Nothotsuga is a genus of coniferous trees in the pine family, Pinaceae, endemic to China. Nothotsuga contains only one living species, Nothotsuga longibracteata, commonly known as the bristlecone hemlock or chang bao tie shan (长苞铁杉), which is found in southeastern China, in southern Fujian, northern Guangdong, northeast Guangxi, northeast Guizhou, and southwest Hunan.

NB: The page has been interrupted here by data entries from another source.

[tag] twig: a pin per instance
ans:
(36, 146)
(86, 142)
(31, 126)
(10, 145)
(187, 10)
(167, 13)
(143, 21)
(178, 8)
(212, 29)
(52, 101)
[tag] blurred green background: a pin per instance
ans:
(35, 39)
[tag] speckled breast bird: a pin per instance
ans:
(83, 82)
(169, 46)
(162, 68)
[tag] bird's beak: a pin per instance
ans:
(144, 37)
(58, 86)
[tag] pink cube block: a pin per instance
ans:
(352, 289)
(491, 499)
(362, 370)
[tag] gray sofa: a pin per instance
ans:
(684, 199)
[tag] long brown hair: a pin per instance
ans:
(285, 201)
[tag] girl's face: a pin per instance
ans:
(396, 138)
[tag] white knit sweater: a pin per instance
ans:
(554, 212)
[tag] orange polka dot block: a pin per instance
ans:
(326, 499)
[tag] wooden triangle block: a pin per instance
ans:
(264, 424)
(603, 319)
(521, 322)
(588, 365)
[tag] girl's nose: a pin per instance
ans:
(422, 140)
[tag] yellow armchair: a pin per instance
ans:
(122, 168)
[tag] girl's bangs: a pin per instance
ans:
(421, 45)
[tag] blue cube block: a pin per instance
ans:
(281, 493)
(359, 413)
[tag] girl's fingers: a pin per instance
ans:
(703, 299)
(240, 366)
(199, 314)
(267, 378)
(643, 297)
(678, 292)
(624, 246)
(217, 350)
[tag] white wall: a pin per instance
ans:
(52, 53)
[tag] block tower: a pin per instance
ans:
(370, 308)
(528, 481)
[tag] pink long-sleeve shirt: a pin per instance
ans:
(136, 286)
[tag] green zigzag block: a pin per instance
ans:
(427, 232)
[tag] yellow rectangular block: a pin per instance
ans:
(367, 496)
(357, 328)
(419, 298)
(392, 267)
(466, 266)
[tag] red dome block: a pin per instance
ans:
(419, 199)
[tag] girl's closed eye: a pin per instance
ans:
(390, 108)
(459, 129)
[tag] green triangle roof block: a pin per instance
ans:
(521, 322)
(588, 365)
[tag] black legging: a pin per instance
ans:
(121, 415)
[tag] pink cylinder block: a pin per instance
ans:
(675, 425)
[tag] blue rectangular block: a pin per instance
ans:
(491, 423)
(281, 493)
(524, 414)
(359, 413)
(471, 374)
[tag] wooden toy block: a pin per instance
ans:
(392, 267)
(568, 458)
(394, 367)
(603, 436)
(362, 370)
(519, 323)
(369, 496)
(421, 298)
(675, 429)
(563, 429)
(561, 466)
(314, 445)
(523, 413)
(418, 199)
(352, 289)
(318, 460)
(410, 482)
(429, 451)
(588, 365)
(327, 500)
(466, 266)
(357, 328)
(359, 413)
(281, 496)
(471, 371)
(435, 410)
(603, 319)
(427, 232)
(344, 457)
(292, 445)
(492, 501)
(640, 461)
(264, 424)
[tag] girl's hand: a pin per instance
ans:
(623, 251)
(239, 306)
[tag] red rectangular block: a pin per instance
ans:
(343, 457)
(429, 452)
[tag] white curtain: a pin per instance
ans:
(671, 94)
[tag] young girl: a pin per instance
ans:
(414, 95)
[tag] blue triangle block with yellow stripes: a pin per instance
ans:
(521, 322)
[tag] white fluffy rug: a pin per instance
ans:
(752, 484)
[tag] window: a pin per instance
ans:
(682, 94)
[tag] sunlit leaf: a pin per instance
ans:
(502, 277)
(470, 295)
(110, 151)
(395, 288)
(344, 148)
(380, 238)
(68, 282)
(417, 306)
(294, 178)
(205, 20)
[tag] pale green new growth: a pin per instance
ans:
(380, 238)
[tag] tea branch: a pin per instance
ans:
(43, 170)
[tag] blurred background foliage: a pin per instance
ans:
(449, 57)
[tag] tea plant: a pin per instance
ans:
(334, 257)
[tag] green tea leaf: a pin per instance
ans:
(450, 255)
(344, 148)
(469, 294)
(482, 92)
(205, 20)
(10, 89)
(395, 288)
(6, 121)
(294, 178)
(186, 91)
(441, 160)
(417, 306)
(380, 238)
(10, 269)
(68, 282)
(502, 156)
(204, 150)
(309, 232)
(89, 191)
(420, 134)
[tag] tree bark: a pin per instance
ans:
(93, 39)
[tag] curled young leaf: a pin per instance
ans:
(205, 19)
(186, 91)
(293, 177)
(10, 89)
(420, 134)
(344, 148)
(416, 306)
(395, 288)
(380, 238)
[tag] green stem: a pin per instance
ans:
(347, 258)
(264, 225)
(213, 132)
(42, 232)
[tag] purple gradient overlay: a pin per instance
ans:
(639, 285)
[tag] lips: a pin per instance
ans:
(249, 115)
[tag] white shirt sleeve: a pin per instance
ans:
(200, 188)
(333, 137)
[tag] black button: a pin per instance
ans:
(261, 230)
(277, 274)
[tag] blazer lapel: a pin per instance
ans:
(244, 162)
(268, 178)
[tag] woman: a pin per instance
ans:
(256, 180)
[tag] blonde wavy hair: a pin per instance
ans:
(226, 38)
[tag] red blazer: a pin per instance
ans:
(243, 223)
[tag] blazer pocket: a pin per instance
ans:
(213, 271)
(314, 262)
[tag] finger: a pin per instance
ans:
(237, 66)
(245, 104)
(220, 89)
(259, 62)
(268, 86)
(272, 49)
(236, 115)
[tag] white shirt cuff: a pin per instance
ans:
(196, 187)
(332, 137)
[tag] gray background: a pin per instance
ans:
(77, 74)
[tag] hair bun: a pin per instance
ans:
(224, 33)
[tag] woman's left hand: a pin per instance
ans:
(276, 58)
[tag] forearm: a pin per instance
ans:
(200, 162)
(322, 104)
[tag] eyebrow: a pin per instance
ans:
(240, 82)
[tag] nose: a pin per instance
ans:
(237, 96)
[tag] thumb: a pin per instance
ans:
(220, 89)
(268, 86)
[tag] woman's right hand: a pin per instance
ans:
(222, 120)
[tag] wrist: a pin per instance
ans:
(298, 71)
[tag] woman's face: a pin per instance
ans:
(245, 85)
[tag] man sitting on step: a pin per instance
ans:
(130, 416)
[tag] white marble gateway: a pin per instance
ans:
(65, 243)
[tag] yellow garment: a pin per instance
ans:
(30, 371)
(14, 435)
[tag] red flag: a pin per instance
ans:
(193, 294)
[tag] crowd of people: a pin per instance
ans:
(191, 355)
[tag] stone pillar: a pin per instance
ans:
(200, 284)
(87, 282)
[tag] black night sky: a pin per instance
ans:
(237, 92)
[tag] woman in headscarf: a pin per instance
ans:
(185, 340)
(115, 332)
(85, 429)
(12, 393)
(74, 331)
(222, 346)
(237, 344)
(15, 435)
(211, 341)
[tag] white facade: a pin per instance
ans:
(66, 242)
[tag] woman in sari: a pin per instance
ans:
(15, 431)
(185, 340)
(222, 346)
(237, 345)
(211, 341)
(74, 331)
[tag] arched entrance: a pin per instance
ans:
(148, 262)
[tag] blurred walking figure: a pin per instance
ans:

The genus was more diverse in the past, with its earliest fossils being known from Europe during the late Eocene epoch, with the genus being present in Europe as recently as the Pliocene. The oldest fossils near its current distribution dating to the Miocene epoch.

==Description==
N. longibracteata is a large coniferous tree reaching 30 m tall. The leaves are flat, needle-like, 1.2–4 cm long and 1–2 mm broad, very similar to those of Tsuga. The cones are very similar to those of Keteleeria, but smaller, 2.5–5 cm long, erect, and mature in about 6–8 months after pollination.

===Taxonomy===
In many respects, Nothotsuga is intermediate between the genera Keteleeria and Tsuga. It was discovered in 1932, and at first treated as Tsuga longibracteata, being classified in its own genus in 1989 when new research indicated how distinct it is from other species of Tsuga - by the larger, erect cones with exserted bracts, and (like Keteleeria) male cones in umbels, and from Keteleeria by the shorter leaves and smaller cones.

==Conservation==
It is a very rare tree listed as a near-threatened species by the International Union for Conservation of Nature due to historical deforestation, though it is now protected.